__clz and Endianess for reading unary code

yurijgera · July 8, 2011, 11:06am

I’m reading variable length code (unary code) in CUDA.
Input data is unsigned char * array, it’s big endian, MSB first.

I must read codeword that it maximum 24 bit long, and can have maximum offset of 7 bits from the byte boundary.

On CPU i’m using assembler to read 32bits as integer at byte boundary. Due to x86’s litle-endian coding my int is in wrong order, so I use bswap instruction to convert x86’s little endian byte order to correct big-endian byte order, then shift left by bit offset and then use bsr instruction to count leading zeros and so on…

What about CUDA?
In CUDA counting leading zeros is even simpler using __clz() intrinsic.
However first I must read 4 big-endian bytes from unsigned char * array into 32bit int register.
From what I know CUDA behaves like x86 when I read from a int casted pointer, it assumes little-endian and read bytes in my case in wrong order.

QUESTION:

Is there any way to read 32 bit int into CUDA’s int register from a pointer pointing to big-endian aligned integer.

Assuming A, B, C and D are one byte each and we have char/byte array:
unsigned char * Data = ABCD…

reading
unsigned int Word = (unsigned int *)&Data[0];

will produce unsigned int with wrong byte order:
unsigned int Word = DCBA;

njuffa · July 8, 2011, 11:24am

You can re-use your CPU approach in CUDA by using __byte_perm (word, 0, 0x0123) in place of BSWAP. __byte_perm() has hardware support on sm_2x GPUs, it is emulated for sm_1x platforms. I can’t say how good the emulation performance would be for the BSWAP case on sm_1x. I would say just give it a try. If it is too slow, you could always supply your own BSWAP emulation.

One difference between x86 CPUs and NVIDIA GPUs is that on the GPU all data must be naturally aligned, otherwise the behavior of a memory access is undefined. So when you cast the char* to an int*, make sure the pointer is 4-byte aligned.

yurijgera · July 8, 2011, 11:56am

My int pointers are not 4-byte aligned, as the codeword length varies from 1 to 24 bits and int pointer can start at any byte offset.
To maintain 4-byte alignment I will need to use 64bit integers for reading.

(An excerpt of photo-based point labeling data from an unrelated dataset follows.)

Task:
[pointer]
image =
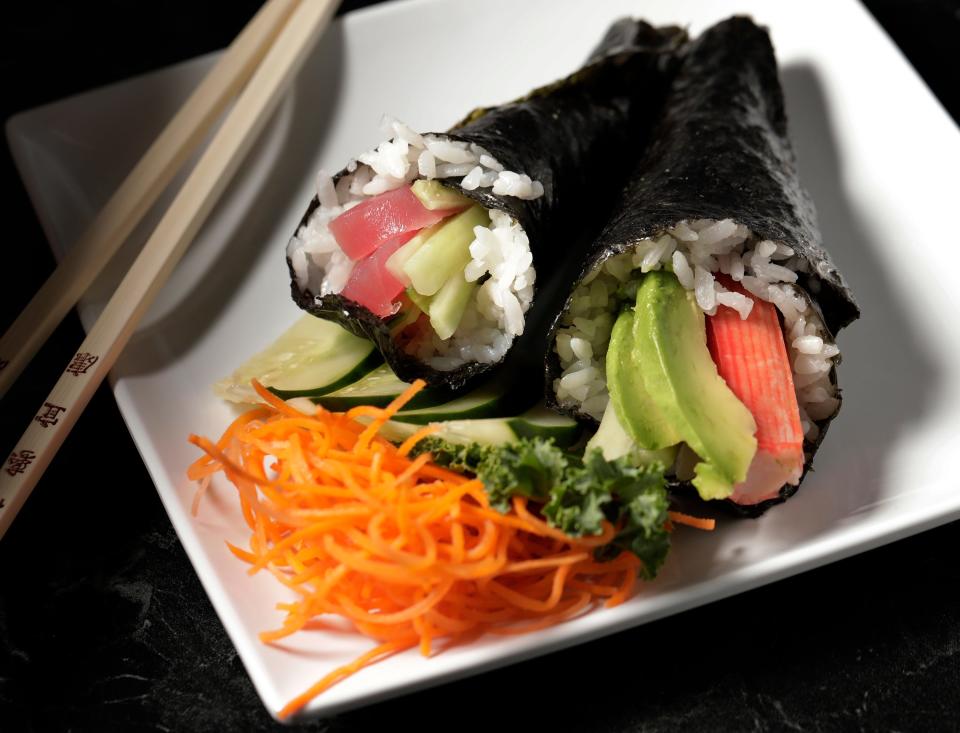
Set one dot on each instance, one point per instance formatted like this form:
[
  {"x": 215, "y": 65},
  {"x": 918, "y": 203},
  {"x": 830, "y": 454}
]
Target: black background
[{"x": 104, "y": 626}]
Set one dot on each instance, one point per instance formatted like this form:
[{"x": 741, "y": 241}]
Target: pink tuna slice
[
  {"x": 378, "y": 220},
  {"x": 371, "y": 284},
  {"x": 752, "y": 358}
]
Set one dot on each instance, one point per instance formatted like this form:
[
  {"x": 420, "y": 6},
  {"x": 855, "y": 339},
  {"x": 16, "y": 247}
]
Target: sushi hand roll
[
  {"x": 436, "y": 246},
  {"x": 700, "y": 332}
]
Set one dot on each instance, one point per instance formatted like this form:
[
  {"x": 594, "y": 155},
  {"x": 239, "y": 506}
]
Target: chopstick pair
[{"x": 265, "y": 57}]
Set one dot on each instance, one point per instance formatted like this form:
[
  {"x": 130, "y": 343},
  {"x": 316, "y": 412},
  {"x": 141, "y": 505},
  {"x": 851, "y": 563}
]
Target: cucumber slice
[
  {"x": 378, "y": 388},
  {"x": 434, "y": 195},
  {"x": 541, "y": 422},
  {"x": 538, "y": 422},
  {"x": 398, "y": 259},
  {"x": 446, "y": 253},
  {"x": 482, "y": 402},
  {"x": 421, "y": 301},
  {"x": 310, "y": 358},
  {"x": 447, "y": 307}
]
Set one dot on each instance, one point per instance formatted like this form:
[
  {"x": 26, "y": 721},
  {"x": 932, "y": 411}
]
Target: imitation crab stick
[
  {"x": 751, "y": 356},
  {"x": 408, "y": 551}
]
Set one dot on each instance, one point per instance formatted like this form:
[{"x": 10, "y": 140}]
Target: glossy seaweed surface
[{"x": 719, "y": 151}]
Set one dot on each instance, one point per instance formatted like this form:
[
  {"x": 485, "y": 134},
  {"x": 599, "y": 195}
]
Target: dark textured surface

However thank you for that hint,
I will try __byte_perm and compare it against 4 separate char reads:

unsigned int Word = ((Data[ByteOffset] << 24) & (Data[ByteOffset + 1] << 16) & (Data[ByteOffset + 2] << 8) & Data[ByteOffset + 3]) << BitOffset;

njuffa · July 8, 2011, 12:10pm

You might also want to look into reading the entire stream as pairs of aligned words, while extracting the desired 1 to 3 code bytes via __byteperm() on the fly. __byte_perm() can return four arbitrary bytes from a total of eight input bytes passed in via two 4-byte words.

[Later:]

Here is some bitfield extraction code I dug up that you may find useful:

// extracts a bit field up to 25 bits in length from a 64-bit integer

// startbit must be in 0...63, startbit + length must be in 0...64, 

// length must be in 0..25

__device__ __forceinline__ unsigned int bfe_25_64 (unsigned long long a,

                                                   unsigned int startbit,

                                                   unsigned int length)

{

    unsigned int result;

    asm ("{\n\t"

         ".reg .u32 byte_shift, new_start, select, bytes, alo, ahi;\n\t"

         "shr.u32         byte_shift, %1, 3;\n\t"

         "and.b32         new_start, %1, 7;\n\t"

         "mad.lo.u32      select, byte_shift, 0x1111, 0x3210;\n\t"

         "mov.b64         {alo, ahi}, %2;\n\t"

         "prmt.b32        bytes, alo, ahi, select;\n\t"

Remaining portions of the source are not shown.